Configuring Accelerate for distributed training#

Accelerate has several command line options to customize training. The minimal setup needed for distributed GPU training looks like this (the XXX placeholders are filled in the next section):

$ accelerate launch \
    --multi_gpu \
    --machine_rank XXX \
    --main_process_ip XXX \
    --main_process_port XXX \
    --num_machines XXX \
    --num_processes XXX \
    nlp_example.py

These options specify:

--multi_gpu: Launch a distributed GPU training. This, for example, sets the PyTorch devices used in training.
--machine_rank: The rank of the machine on which this script is launched. This is an integer 0, 1, 2, 3, … assigned to each machine being used in the training process. The rank 0 machine is referred to as the “main” machine.
--main_process_ip: The IP address of the machine of rank 0.
--main_process_port: The port to use to communicate with the machine of rank 0.
--num_machines: The total number of machines being used in the training job.
--num_processes: The total number of processes being used in the training job. Multiple processes could be launched on the same machine.

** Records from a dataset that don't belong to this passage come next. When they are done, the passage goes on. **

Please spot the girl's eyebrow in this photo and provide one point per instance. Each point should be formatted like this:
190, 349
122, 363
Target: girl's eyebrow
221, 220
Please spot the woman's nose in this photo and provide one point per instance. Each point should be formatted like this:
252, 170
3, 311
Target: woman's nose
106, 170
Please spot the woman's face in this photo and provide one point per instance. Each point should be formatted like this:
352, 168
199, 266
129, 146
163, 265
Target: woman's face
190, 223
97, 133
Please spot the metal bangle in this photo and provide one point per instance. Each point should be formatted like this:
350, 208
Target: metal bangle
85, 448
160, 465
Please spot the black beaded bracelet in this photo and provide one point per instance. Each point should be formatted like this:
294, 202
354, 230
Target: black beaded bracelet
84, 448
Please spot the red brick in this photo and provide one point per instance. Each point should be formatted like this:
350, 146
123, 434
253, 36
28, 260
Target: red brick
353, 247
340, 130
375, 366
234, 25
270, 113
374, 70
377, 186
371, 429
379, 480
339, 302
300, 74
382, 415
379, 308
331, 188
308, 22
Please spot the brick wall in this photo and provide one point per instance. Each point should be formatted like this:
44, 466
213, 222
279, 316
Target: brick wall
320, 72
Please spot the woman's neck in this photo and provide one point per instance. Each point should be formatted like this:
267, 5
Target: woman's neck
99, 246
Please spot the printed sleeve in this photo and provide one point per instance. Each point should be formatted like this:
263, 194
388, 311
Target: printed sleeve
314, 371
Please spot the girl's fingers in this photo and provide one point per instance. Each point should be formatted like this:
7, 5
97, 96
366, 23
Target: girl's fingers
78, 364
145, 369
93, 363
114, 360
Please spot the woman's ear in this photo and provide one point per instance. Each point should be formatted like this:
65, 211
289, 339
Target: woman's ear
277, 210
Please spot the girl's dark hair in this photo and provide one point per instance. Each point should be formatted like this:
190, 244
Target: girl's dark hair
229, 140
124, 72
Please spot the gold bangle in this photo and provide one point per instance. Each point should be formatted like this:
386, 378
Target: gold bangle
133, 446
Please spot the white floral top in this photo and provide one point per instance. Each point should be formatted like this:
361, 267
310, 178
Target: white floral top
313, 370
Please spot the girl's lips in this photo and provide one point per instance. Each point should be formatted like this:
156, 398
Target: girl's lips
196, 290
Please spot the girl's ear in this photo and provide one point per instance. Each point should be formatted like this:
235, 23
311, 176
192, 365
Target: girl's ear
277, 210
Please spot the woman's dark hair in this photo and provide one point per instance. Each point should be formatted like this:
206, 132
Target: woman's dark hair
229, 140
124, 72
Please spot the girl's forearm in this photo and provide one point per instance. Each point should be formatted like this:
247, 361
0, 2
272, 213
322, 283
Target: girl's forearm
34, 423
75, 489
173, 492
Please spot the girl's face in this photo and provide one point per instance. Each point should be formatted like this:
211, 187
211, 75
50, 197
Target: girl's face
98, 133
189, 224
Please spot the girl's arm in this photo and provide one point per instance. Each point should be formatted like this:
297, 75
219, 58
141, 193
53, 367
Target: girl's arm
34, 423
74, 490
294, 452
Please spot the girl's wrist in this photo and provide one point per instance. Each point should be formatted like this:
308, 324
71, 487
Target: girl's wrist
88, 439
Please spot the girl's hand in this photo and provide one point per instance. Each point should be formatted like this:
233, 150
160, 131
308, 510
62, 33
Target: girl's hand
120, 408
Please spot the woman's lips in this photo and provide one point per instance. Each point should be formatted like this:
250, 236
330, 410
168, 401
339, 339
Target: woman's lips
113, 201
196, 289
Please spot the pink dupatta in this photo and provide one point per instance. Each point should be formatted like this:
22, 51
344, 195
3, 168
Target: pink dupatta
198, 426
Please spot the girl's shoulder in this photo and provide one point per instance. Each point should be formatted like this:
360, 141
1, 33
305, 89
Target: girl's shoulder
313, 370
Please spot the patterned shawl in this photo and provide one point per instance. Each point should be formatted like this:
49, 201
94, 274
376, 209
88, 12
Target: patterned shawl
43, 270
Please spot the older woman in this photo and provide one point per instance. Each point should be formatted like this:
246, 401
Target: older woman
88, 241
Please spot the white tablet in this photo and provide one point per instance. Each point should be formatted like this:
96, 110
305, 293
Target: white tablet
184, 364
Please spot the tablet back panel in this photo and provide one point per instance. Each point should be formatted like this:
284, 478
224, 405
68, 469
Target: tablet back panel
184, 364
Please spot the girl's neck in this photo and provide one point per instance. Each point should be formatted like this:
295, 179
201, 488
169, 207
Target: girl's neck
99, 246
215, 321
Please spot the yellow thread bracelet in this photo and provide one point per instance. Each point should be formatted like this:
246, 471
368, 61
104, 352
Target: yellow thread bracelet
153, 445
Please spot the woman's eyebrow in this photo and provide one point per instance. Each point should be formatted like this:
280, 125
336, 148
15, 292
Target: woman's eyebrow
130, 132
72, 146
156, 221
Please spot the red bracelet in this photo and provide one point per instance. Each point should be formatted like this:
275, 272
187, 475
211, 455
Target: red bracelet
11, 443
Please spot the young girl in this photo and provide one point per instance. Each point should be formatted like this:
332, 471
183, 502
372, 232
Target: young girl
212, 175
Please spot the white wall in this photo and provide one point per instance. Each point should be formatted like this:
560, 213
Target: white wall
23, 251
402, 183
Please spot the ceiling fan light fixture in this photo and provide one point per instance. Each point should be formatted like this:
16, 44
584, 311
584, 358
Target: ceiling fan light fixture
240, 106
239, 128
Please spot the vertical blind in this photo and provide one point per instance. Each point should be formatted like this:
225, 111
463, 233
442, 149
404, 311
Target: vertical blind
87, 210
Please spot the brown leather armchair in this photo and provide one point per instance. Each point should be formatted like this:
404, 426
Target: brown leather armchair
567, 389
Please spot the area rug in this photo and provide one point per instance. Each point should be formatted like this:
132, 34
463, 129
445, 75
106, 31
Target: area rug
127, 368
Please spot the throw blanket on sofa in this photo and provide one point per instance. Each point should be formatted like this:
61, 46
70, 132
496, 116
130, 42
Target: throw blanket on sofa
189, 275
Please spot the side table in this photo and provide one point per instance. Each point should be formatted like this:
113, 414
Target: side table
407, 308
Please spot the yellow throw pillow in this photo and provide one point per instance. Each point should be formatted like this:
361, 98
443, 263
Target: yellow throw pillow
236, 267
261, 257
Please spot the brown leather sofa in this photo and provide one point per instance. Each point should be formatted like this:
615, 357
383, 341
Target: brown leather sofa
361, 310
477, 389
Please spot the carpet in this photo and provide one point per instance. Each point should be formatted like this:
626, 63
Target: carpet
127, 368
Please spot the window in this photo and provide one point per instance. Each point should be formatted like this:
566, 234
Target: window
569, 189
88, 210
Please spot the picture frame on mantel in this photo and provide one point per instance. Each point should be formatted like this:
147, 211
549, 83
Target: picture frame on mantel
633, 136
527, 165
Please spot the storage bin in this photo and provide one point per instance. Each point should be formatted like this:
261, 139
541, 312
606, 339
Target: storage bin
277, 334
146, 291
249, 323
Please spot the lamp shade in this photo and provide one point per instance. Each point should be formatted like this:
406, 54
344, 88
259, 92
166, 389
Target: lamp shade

Deploying on the cloud with Coiled#

To run the training job on the cloud, we’ll use Coiled Batch, which makes it straightforward to run scripts (bash, Python, etc.) on cloud VMs.

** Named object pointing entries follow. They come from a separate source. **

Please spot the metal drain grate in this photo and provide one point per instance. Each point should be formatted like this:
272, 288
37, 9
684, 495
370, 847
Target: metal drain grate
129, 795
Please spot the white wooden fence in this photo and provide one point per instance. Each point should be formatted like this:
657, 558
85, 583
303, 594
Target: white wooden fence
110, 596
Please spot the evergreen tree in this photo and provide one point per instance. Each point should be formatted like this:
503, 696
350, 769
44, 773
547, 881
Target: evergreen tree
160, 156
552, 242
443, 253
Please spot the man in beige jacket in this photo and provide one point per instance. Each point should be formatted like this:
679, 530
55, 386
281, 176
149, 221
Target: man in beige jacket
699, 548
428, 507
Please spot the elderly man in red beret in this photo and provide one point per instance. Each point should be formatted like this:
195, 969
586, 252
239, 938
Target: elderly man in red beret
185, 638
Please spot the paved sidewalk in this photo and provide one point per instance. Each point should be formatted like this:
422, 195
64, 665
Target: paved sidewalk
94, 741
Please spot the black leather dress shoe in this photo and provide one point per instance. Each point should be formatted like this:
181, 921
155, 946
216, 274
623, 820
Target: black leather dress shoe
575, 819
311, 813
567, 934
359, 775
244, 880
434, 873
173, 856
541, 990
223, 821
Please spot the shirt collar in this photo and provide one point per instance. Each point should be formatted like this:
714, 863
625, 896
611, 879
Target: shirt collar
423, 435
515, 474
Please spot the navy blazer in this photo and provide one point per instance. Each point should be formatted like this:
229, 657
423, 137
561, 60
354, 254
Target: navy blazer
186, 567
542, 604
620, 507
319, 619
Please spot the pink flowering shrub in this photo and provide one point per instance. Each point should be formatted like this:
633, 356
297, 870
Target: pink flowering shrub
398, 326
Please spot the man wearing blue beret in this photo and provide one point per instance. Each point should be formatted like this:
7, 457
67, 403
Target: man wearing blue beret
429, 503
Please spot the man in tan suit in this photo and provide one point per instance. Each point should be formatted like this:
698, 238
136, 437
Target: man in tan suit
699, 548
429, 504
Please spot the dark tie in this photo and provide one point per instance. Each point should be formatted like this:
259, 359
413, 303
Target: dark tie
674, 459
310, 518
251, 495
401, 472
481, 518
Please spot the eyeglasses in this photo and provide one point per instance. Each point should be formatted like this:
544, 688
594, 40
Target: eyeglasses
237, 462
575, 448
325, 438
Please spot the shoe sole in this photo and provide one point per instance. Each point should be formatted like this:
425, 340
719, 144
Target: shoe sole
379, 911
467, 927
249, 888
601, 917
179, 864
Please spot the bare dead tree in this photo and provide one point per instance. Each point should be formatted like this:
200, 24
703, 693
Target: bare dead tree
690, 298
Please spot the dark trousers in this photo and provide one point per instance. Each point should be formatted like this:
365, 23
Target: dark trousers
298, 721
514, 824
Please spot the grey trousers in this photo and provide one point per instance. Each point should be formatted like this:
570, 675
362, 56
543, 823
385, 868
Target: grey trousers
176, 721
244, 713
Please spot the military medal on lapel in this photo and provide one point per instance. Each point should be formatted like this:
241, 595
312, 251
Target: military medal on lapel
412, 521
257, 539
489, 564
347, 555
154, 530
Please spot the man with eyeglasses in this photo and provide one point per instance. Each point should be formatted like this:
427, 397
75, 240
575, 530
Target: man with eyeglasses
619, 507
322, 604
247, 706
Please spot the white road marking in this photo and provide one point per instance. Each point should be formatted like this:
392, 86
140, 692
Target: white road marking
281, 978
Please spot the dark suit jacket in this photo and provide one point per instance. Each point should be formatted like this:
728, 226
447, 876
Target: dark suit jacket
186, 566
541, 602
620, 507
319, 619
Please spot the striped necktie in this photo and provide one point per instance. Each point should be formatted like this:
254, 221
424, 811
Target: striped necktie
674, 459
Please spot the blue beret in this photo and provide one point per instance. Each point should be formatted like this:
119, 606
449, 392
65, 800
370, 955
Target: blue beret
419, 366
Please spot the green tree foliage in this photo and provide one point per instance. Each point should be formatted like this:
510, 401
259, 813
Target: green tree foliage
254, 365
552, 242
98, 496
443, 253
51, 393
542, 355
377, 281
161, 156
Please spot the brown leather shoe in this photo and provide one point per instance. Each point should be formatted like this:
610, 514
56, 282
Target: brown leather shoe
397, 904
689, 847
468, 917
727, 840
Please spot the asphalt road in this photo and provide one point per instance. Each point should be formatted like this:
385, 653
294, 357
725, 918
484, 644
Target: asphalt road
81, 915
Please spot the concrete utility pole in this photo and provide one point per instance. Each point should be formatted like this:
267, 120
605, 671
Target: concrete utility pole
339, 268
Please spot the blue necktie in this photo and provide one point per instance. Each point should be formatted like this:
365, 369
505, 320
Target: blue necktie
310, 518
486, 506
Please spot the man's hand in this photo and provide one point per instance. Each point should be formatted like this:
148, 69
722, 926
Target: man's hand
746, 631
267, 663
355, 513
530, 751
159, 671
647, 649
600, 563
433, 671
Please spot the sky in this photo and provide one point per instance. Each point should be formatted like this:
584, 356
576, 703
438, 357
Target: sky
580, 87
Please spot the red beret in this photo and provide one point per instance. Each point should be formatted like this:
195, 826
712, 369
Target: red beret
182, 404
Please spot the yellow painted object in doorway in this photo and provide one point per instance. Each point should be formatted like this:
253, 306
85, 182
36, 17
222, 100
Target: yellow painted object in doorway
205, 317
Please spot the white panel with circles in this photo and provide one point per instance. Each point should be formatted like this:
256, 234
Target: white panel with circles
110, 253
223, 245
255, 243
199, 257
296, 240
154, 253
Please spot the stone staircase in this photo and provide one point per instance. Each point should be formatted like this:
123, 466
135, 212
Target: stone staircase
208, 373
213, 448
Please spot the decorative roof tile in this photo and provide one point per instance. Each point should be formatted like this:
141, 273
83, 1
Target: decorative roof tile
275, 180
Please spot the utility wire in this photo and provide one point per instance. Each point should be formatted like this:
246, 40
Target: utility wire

We’ll put our distributed accelerate launch command into a train.sh bash script and add these three Coiled Batch comments:

train.sh#

#!/usr/bin/env bash

#COILED n-tasks 10
#COILED gpu True
#COILED task-on-scheduler True

accelerate launch \
    --multi_gpu \
    --machine_rank XXX \
    --main_process_ip XXX \
    --main_process_port XXX \
    --num_machines XXX \
    --num_processes XXX \
    nlp_example.py

They tell Coiled:

#COILED n-tasks 10: The number of cloud VMs to launch as part of this job.
#COILED gpu True: Use an instance type with a GPU. By default this uses an NVIDIA T4 GPU, though you can choose any instance with the vm-type option. For example, #COILED vm-type g6e.xlarge would use instances with an NVIDIA L40S GPU with 48 GB of memory on AWS.
#COILED task-on-scheduler True: Ensure a dedicated machine is used for the main process.

We also fill in values for the accelerate launch CLI options. All the VMs Coiled launches can communicate with each other over the same secure network, so we set main_process_port to an arbitrary available port of 12345.

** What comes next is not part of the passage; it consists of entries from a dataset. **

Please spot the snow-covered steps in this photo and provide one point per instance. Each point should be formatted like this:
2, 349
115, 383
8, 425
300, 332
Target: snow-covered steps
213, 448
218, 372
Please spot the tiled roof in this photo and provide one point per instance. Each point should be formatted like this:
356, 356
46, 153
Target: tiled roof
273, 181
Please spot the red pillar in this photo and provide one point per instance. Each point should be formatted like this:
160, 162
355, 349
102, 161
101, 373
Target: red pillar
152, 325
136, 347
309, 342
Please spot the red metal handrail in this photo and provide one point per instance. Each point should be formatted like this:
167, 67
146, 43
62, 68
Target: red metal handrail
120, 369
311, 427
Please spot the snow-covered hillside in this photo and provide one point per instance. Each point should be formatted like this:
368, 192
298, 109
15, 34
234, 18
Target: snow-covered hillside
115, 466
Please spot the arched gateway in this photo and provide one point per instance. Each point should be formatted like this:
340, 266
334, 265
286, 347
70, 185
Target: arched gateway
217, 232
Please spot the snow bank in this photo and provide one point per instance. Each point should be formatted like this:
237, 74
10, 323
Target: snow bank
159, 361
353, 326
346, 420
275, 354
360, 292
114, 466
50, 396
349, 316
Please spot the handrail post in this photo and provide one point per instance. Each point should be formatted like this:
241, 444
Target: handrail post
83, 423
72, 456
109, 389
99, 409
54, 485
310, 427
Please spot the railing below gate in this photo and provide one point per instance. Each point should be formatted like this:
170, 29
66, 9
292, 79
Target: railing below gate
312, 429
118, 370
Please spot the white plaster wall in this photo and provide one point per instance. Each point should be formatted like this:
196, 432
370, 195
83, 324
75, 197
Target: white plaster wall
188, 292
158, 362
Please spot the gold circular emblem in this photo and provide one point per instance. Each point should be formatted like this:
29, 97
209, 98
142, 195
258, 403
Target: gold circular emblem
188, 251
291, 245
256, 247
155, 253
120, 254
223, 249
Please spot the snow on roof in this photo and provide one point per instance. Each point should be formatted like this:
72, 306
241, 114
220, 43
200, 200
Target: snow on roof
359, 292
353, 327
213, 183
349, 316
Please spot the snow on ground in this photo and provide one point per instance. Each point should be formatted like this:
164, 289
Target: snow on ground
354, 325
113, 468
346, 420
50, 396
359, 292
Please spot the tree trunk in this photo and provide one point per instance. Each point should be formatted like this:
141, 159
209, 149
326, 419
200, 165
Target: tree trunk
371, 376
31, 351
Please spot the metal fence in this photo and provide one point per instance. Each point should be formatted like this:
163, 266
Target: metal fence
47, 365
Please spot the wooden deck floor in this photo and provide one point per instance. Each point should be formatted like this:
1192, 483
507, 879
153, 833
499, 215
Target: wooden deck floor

For num_machines, num_processes, machine_rank, and main_process_ip, we’ll use environment variables that Coiled automatically sets:

$COILED_BATCH_TASK_COUNT: The total number of tasks in the job. Here each task is run on its own cloud instance. Given there are 10 cloud VMs, each with a single GPU, we set num_machines and num_processes both to 10.
$COILED_BATCH_TASK_ID: Integer 0, 1, 2, 3, … that is set for each of the 10 tasks being run. When task-on-scheduler is set to True, task 0 is always run on a dedicated machine (corresponds to the main process for Accelerate).
$COILED_BATCH_SCHEDULER_ADDRESS: IP address for the main process running task 0.

train.sh#

#!/usr/bin/env bash

#COILED n-tasks 10
#COILED gpu True
#COILED task-on-scheduler True

accelerate launch \
    --multi_gpu \
    --machine_rank $COILED_BATCH_TASK_ID \
    --main_process_ip $COILED_BATCH_SCHEDULER_ADDRESS \
    --main_process_port 12345 \
    --num_machines $COILED_BATCH_TASK_COUNT \
    --num_processes $COILED_BATCH_TASK_COUNT \
    nlp_example.py

Finally we use the coiled batch run CLI to run our training job on the cloud:

$ coiled batch run train.sh

This spins up 10 GPU cloud instances, uses Coiled’s package synchronization to automatically replicate our local software on those cloud instances, and runs the train.sh script on each of them. Accelerate handles ensuring PyTorch utilizes the available GPU hardware and any coordination / communication that needs to happen between machines during distributed training.

../_images/coiled-batch-accelerate.png — *View of Coiled UI with our training script running on cloud GPUs.*#

Conclusion#

As datasets and AI models grow in size, utilizing the accelerated hardware and scale the cloud offers for distributed GPU training becomes increasingly crucial.

Accelerate is a popular library that makes it easy to take existing PyTorch code and run it distributed across multiple machines. Coiled makes it straightforward to deploy and run Accelerate on cloud VMs with GPUs.